3.5.2. Digestive morphology

Digestion products were collected at 20, 120, and 180 min, and the precipitates obtained after centrifugation were analyzed using SEM, with the results shown in Fig. 6. Fig. 6a illustrates the microstructure of native starch during digestion. During the initial stage, RDS on the microcapsule surface was degraded by digestive enzymes, leading to fragmentation, while a smooth, dense layer remained on the surface. As digestion progressed, pores appeared, and clustered spherical crystals formed. By the end of the 180-min digestion period, the initially smooth and dense structure exhibited numerous enzymatic hydrolysis lines and pores, resulting in the accumulation of flaky material.

Fig. 6.

Fig. 6

Open in a new tab

Scanning electron microscopy (SEM) images of LS, LS-CLA, and P-LS-CLA at different digestion stages. Magnifications are 20,000× and 100,000×. (a) LS; (b) 0-h 300 MPa group; (c) 6-h 300 MPa group.

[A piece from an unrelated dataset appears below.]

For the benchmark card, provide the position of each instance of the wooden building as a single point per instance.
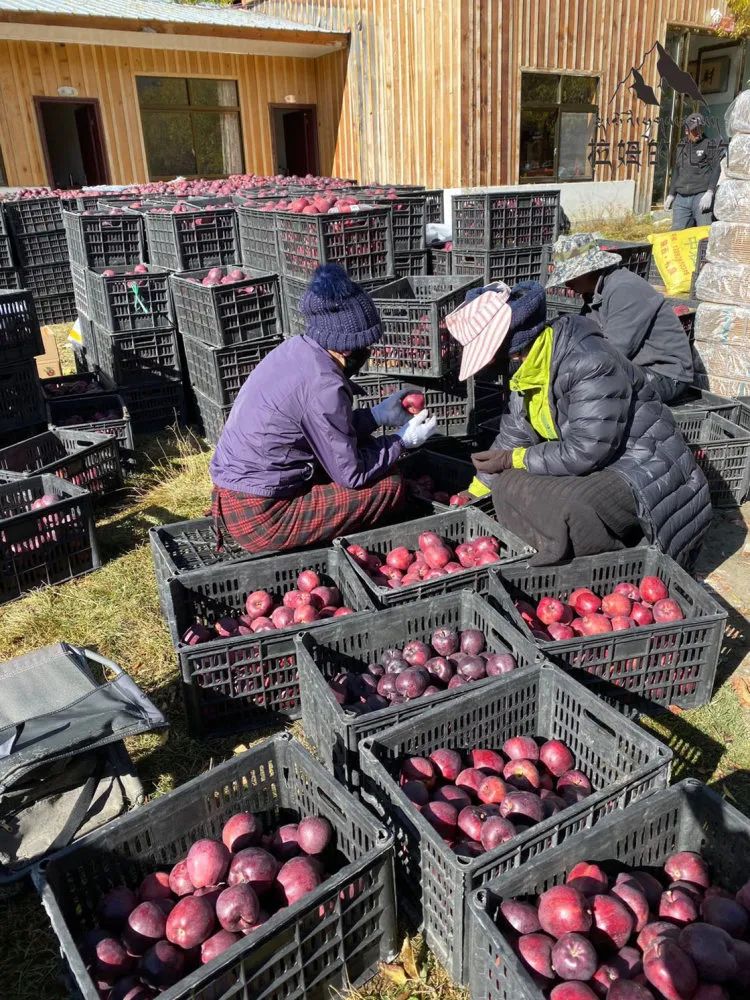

Fig. 6b and c show the microstructural changes during digestion of LS-CLA and debranched P-LS-CLA microcapsules, respectively (Gong et al., 2024). The observed changes are attributed to the degradation of RDS on the microcapsule surface (Ouyang et al., 2024), which exposes the underlying SDS and RS framework. This explains the higher digestion rate observed in the 6-h 300 MPa group during the initial stages. Specifically, Fig. 6c shows that P-LS-CLA exhibited fewer surface pores and a dough-like structure after 20 min of digestion, a phenomenon attributed to the adhesion of low-molecular-weight linear amylose short chains to the microcapsule surface (Shen et al., 2023). As digestion progressed to 120 min, the samples exhibited fragmentation and increased pore size, indicating that the amorphous RDS had been fully degraded, leaving semicrystalline structures interspersed with microcrystalline regions. By the end of the 180-min digestion period, SEM revealed that the final digested product consisted of uniform granular crystals (Fig. 6c). Post-digestion, the complexes reorganized through intermolecular forces, including hydrogen bonds and hydrophobic interactions, forming a stable structure with minimal energy. Consequently, the spherical morphology emerged as the most stable configuration due to its minimal surface area and lowest energy state (Sang, Xu, Zhu, & Narsimhan, 2021).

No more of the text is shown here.